[1] R. K. Garrett, “Echo chambers online?: Politically motivated selective exposure among Internet news users,” J. Comput. Commun., vol. 14, no. 2, pp. 265–285, 2009.
[2] P. Resnick, R. Garrett, and T. Kriplean, “Bursting your (filter) bubble: strategies for promoting diverse exposure,” Proc. …, pp. 95–100, 2013.
The first paper talks about selective exposure in great detail. The novelty that is presented in this paper is concerning the opinion challenge avoidance with the explanation “that people’s desire for opinion reinforcement is stronger than their aversion to opinion challenges”. The best way to capture the entirety of the argument is to present the different hypotheses of the paper as the authors present that to be the goal and set out to defend them.
H1: The more opinion-reinforcing information an individual expects a news story to contain, the more likely he or she is to look at it.

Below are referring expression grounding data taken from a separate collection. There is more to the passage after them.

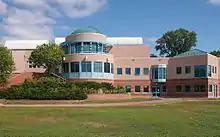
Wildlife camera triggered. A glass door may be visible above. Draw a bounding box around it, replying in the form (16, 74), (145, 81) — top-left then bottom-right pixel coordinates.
(152, 86), (161, 98)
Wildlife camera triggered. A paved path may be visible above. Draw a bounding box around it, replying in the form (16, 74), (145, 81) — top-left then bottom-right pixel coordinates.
(0, 98), (183, 108)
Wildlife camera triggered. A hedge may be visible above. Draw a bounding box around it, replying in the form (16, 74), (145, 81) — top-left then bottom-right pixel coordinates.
(0, 77), (125, 100)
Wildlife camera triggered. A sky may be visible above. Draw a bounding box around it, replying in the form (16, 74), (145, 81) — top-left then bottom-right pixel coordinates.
(0, 0), (220, 54)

H2: The more opinion-reinforcing information a news story contains, the more time an individual will spend viewing it.
H3: The more opinion-challenging information the reader expects a news story to contain, the less likely he or she is to look at it.
H3a: The influence of opinion-challenging information on the decision to look at a news story will be smaller than the influence of opinion-reinforcing information.
H4: The more opinion-challenging information a news story contains, the more time the individual will spend viewing it.
This is reminiscent of a set of design principles that every practitioner is asked to follow, the Gestalt Principles. They are:
- Similarity
- Continuation
- Closure
- Proximity
- Figure and ground
The above principles can be interpreted to fit the current context. Humans generally try to find similarity in information to perceive information. They also always form a mental model about most subjects and task which they try and associate to the real world. In the current context, this can be related to the first hypothesis which is reaffirmed by the cognitive dissonance theory as well. Humans have the tendency to see continuity in information, even when it might not inherently exist. This is along the same lines of thought of hypothesis 3a where the influence of opinion-reinforcing information is assumed to have more influence than opinion-challenging ones. The fact that humans always try to find closure, which I would link to trying to read between the lines, is reflected in the fourth hypothesis as people generally want to know the whole story just so that they can twist it to their own narrative when necessary. The second hypothesis can be directly linked to proximity and figure and ground, in a way could be said to map to the third hypothesis as we always see what we want to as the figure and dissociate the rest to be the ground.
In general, when I try and dissect the paper there are few queries that I am left with.
- Why were the subjects not allowed to go back once their answers were submitted on a page? Would it not reveal that a participant is disinterested in going with the fact that the paper states is a dichotomous variable?
- What was the rationale with the 15 minutes? Since the entire study was carefully planned out, was there a test done to determine the time allotment for the participants?
- With the demographics of the audience as a definite skewing factor on the user data, why was no matching conducted to normalize the data to make it more representative?
A few supporting theories that I was reminded of was Group Thinking. This was presented in a book by Irving Janis in 1982 where the idea of an individual being overridden by that of the group is explained. It is relevant here as this explains how some people might be so involved in thinking in a particular way that even if they genuinely believe in an article that is opinion-challenging they just might not go with it. Another one is the paper by Z. Kunda on Motivated Reasoning. Here the author talks about how people just search for things that confirm and reaffirm what they already believe rather than searching for the actual truth.
This is a good transition to the second conference panel paper which we read on diverse exposure. This is essentially a proponent of ways to ensure that we do not have selective exposure. Though most of the panel papers background is already discussed above, the suggestion of using engagement tools like ConsiderIt, Reflect and OpinionSpace are very interesting. At the end of this reading, I have a couple of questions which I am hoping to get people’s opinion on.
- Should social and news media nudge users to have diverse exposure? If yes, how much?
- Does educating people about selective exposure solve this problem?
DISCLAIMER: I ask these under the assumption that diverse exposure is good.